[AccessD] Single vs. double issue...

Josh McFarlane darsant at gmail.com
Fri Mar 17 19:02:32 CST 2006


On 3/17/06, Bobby Heid <bheid at appdevgrp.com> wrote:
> I always thought that the main difference between a single and a double was
> that the single had 7 digits  and the double had 15 digits of precision
> AFTER the decimal point.
>
> So, I think the issue is that I misunderstood what the precision meant in
> the single vs. double declaration.  I wanted to be sure that this was the
> issue before I just blindly convert them to doubles.  Am I correct?

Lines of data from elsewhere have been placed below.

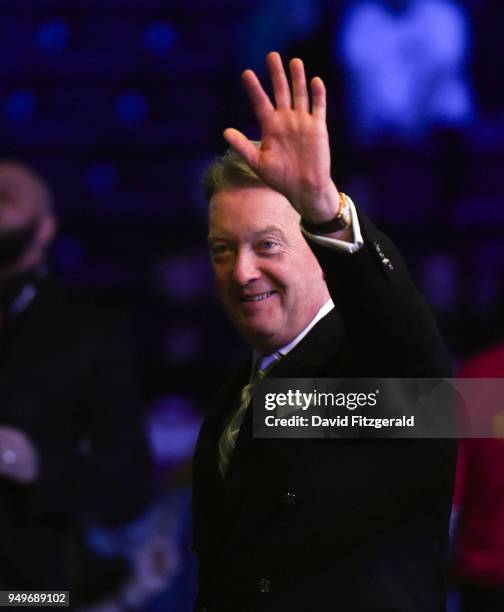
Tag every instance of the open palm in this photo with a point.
(294, 156)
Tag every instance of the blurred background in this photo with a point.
(120, 104)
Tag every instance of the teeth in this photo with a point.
(258, 298)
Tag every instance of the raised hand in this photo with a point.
(294, 156)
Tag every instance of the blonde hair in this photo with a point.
(230, 170)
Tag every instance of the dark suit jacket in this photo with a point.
(332, 524)
(67, 380)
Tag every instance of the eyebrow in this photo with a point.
(271, 229)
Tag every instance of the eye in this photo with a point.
(218, 249)
(267, 245)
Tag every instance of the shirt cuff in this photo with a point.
(341, 245)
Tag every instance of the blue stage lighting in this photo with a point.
(101, 178)
(160, 37)
(20, 105)
(53, 36)
(132, 107)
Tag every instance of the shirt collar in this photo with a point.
(266, 360)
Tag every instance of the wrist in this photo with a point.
(341, 222)
(323, 206)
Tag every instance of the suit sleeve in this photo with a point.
(365, 487)
(391, 331)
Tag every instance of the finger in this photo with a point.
(261, 104)
(319, 104)
(242, 145)
(279, 80)
(299, 89)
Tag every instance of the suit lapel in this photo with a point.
(321, 348)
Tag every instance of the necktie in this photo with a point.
(227, 440)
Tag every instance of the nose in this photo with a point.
(245, 268)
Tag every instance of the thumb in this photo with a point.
(243, 146)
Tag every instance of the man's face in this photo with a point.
(24, 228)
(268, 278)
(19, 199)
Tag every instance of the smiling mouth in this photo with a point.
(257, 298)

Think significant figures and it might make more sense:

Basically 666,656,666 can also be represnted as 6.66656666 x 10^9,
which is typically how it's stored in floating point numbers (two
parts, the first part, and then the exponent), so you end up with
6.666566 x 10 ^ 9 as you saw.

Due to the number of bytes used to store the value, certain amounts
will be rounded to the nearest possible precision value, as you can
only represent so much data in the space provided for the first part.

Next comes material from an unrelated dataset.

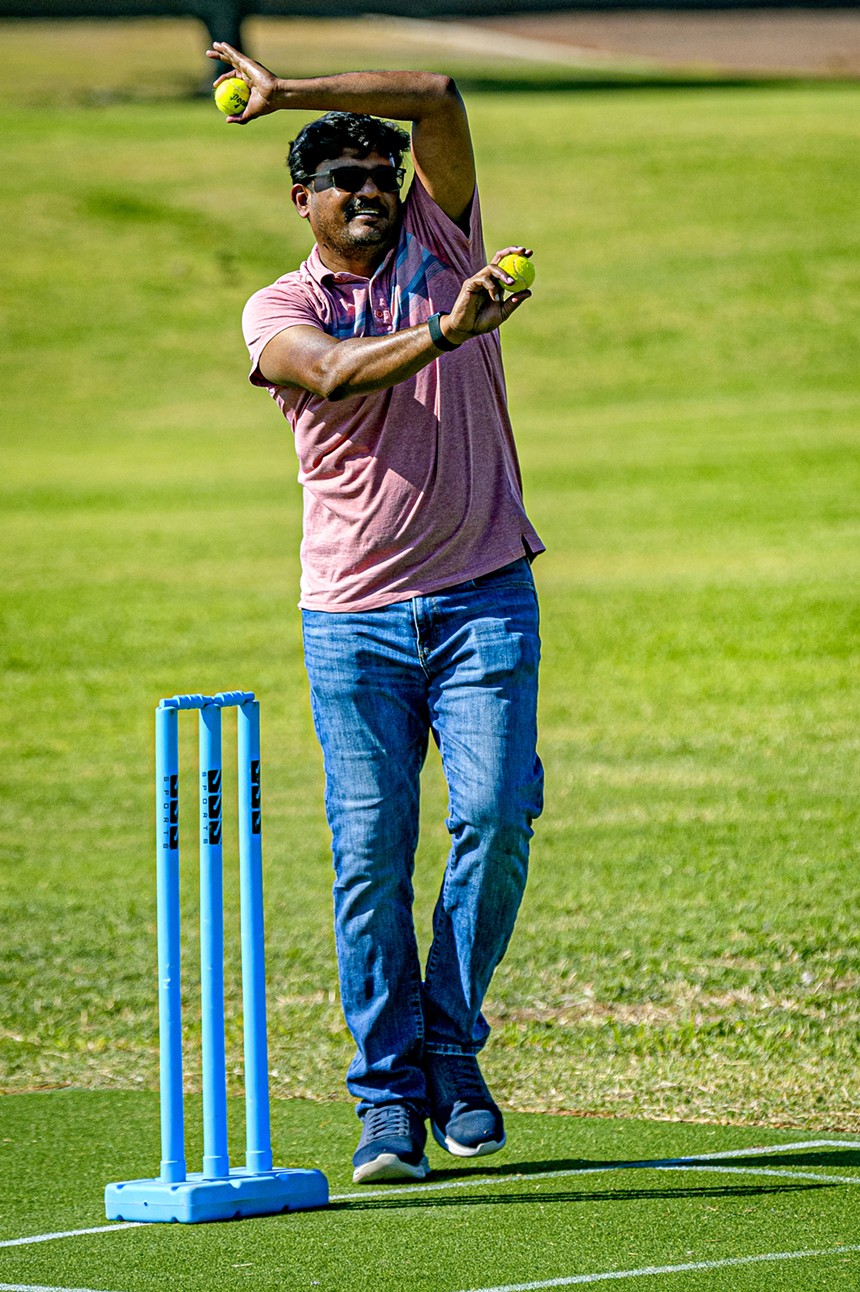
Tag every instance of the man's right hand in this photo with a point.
(482, 305)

You've really got two seperate bounds on the numbers:

One for the exponent on the base 10, and the one for the multiple. For
single it's about 7 significant digits as you said. When you go up to
a double, you get a bigger range for both values.

So, while it may be misleading to say that singles have a range form
some number to negative some number, there are various values in
between that cannot be accurately represented by the single / double
precision because you have two many significant figures.

--
Josh McFarlane

"Peace cannot be kept by force. It can only be achieved by understanding."